Philippines Agribusiness Report Q3 2012


June 19, 2012
54 Pages - SKU: BMI3943265
License type:
Countries covered: Philippines

BMI View: As an indication of the government's increased focused on the agriculture industry, the Department of Agriculture's budget for 2012 has been increased significantly. The PHP48.7bn (US$1.1mn) is more than 60% higher than the year before.Most of the funds will go into developing and improving rural infrastructure as well as improving on farming infrastructure such as farm-to-market roads and host-harvest activities. BMI believes that this will pose upside risks to production estimates especially for key crops such as rice and also, livestock.

Key Trends

Sugar production growth to 2015/16: 21.7% to 2.80mn tonnes. Production will be supported by strong demand from the soft drinks sectors. To 2016, BMI is forecasting spending on soft drinks to rise by 47% from its 2011 level to US$1.11bn and spending on confectionery to grow by 12% to US$557mn.

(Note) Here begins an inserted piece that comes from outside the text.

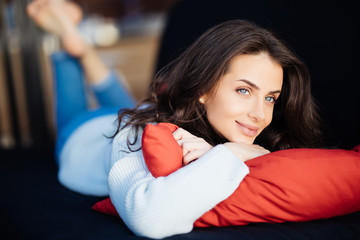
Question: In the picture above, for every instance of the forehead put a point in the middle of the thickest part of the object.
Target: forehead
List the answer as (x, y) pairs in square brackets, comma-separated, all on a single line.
[(259, 68)]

Corn consumption growth to 2016: 10.68% to 8.0mn tonnes. With around three quarters of corn used as animal feed, growth in consumption will be driven by the expansion of the poultry and pork industries and some consumer demand as the government tries to reduce per capita rice consumption.

Poultry production growth to 2015/16: 4.3% to 868,300 tonnes. Consumption will be aided by the spread of fast food outlets (which carry a high volume of chicken products) and the increasing popularity of processed meats sold through modern retail outlets as opposed to wet markets where the majority of chicken is currently sold. A greater proportion of the country's needs will also have to be supplied by imports.

2012f Real GDP Growth: 3.9% (up from 3.7% in 2011; predicted to average 4.1% from 2011 until 2016).

Consumer Price Inflation 2012f: 4.4% (up from 3.8% y-o-y in 2011).

Central Bank Policy Rate 2012f: 4.0% (down from 4.5% in 2011) Industry Developments In late 2011, the GPH formally informed the World Trade Organization (WTO) its intention to start talks on extending its quantitative restriction (QR) on rice imports to 2015 as part of its self-sufficiency efforts.

Although the Philippines has greatly increased yields over the years and is one of the highest-yielding rice countries in the region, it is still only 42nd out of 91 rice producing countries in global ranking, according to the USDA. We believe that consumption growth, which should keep pace with the annual population growth of 2%, will continue to outstrip domestic supply, forcing the country to remain a net importer of rice. Indeed, we note that even the Department of Agriculture recently acknowledged that the country would still have to rely on imports to meet the buffer requirements by 2013.

The Swine Development Council has alleged that illegal chicken and pork imports have cost the government an estimated PHP3.7bn (US$87mn) annually in tax revenues. Livestock importers have been reportedly misdeclaring imports so as to avoid paying higher tariff of 40%. In fact, according to the chairman of the Council, Mr. Rosendo So, some 20% of the PHP25bn (US$590mn) domestic backyard industry has suffered as a result. Although painful in the short term, BMI believes that this process of industry consolidation could strengthen the domestic livestock sector over the longer term as it improves in efficiency and productivity as competition from foreign-imported meat increases.